Over at Conde Nast, Karen Donovan reports:
Female employees have filed three sexual harassment lawsuits against Charney. The last active suit was settled earlier this year, but details about it had not been disclosed until a California appellate court released a decision this week.
The decision, however, also describes a bizarre piece of theater concocted as part of the settlement proposal. In exchange for paying the former employee $1.3 million, she and her lawyers agreed to a sham “arbitration.” A retired judge picked by American Apparel would agree to stipulated facts and make a finding in the company’s favor.
The appellate decision lays out the sham arbitration of the settlement. It stipulated that the arbitrator would absolve Charney of the sexual harassment claims…[on First Amendment grounds]
Charney, to be sure, is all for the First Amendment.
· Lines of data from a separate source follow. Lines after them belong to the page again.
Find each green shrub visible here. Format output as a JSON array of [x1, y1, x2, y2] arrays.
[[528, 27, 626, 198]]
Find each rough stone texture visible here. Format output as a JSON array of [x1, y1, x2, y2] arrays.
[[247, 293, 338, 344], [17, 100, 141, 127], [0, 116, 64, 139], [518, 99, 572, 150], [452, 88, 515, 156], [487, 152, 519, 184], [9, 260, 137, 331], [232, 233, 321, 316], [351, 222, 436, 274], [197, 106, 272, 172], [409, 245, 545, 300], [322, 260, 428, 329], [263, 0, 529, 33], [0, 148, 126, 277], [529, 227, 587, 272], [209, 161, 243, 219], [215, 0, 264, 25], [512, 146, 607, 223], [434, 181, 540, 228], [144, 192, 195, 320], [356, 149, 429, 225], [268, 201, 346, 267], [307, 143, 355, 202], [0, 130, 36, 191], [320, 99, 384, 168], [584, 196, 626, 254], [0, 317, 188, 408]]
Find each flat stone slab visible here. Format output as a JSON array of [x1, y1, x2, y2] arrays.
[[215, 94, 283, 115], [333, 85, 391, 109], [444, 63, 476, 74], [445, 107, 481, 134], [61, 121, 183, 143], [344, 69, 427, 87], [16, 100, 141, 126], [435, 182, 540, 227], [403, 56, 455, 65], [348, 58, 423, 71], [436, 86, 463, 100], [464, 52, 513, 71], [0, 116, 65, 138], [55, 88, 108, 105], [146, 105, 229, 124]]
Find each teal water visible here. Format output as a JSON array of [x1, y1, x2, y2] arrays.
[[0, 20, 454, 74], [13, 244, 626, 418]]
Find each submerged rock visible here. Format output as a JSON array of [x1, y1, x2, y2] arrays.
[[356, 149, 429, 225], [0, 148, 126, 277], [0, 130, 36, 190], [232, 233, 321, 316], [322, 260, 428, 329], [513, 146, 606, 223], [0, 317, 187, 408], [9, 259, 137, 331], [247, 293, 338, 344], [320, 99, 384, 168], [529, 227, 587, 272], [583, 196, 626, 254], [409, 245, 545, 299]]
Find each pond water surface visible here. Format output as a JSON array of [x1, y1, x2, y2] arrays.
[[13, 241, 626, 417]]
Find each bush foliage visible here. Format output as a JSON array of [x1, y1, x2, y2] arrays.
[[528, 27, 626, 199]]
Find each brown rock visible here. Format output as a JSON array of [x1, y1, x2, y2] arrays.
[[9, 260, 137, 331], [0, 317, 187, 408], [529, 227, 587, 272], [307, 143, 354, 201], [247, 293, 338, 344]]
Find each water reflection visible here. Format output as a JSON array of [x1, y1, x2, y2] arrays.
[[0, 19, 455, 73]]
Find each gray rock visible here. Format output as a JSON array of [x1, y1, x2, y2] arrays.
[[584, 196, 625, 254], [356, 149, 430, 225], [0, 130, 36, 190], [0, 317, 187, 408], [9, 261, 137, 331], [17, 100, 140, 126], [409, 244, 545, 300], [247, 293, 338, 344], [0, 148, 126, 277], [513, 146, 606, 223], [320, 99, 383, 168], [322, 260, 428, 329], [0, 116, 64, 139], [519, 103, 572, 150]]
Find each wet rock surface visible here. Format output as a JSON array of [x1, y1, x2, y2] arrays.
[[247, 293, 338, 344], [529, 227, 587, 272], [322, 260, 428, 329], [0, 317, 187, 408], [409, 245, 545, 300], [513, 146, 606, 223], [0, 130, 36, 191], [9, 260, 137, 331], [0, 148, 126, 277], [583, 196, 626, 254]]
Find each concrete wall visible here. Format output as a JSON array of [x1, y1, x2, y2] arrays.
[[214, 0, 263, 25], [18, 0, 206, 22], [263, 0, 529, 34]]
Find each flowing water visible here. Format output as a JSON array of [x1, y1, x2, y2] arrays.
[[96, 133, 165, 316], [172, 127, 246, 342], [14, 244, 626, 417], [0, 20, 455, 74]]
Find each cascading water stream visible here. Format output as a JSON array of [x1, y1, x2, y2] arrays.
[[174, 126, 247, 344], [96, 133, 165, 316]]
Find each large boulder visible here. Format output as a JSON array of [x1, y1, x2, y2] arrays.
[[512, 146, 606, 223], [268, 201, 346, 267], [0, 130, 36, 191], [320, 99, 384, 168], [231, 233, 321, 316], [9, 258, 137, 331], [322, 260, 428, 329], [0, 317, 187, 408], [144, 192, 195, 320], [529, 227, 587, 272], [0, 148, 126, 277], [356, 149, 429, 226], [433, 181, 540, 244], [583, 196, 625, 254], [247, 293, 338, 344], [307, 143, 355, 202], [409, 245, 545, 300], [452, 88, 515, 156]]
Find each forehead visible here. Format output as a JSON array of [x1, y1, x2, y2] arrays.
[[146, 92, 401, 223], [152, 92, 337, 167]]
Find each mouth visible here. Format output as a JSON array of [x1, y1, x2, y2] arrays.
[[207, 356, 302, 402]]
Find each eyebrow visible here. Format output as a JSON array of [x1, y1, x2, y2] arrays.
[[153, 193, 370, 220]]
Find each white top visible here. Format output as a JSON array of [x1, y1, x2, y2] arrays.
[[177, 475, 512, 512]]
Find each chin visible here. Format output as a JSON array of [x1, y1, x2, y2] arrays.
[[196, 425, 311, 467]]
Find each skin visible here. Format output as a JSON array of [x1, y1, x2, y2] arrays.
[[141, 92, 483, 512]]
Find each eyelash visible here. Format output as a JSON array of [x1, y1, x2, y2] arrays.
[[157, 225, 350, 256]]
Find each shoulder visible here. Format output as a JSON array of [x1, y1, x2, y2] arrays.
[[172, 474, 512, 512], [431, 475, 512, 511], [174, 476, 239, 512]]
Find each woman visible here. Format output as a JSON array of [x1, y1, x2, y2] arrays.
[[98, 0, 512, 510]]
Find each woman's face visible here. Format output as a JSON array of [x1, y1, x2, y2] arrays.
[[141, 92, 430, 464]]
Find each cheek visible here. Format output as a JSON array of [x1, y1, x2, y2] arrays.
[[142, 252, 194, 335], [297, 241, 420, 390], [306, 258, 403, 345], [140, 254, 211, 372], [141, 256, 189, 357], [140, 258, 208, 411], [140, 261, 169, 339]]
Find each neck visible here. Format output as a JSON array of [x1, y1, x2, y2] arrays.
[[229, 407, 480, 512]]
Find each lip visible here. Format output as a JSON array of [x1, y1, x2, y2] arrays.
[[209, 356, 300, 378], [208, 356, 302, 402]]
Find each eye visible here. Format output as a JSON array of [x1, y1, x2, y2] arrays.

So much so that the settlement would have included this press release to be issued: “The arbitrator ruled that the marketing materials, sexual speech and much of the conduct about which Nelson complained are protected under the First Amendment’s guarantee of free speech and would not form the basis for any claim.”
Wow! We all knew that arbitration runs the risk of being tilted toward business interests, but to agree in advance to have an entirely artificial arbitration process in order to whitewash an executive’s behavior? That’s priceless. What would one call this? AstroArbitration? It makes a mockery of a mockery.
If the arbitrators have any ethics, they’ll quickly adopt rules finding that such arrangements are unethical. We’ll see.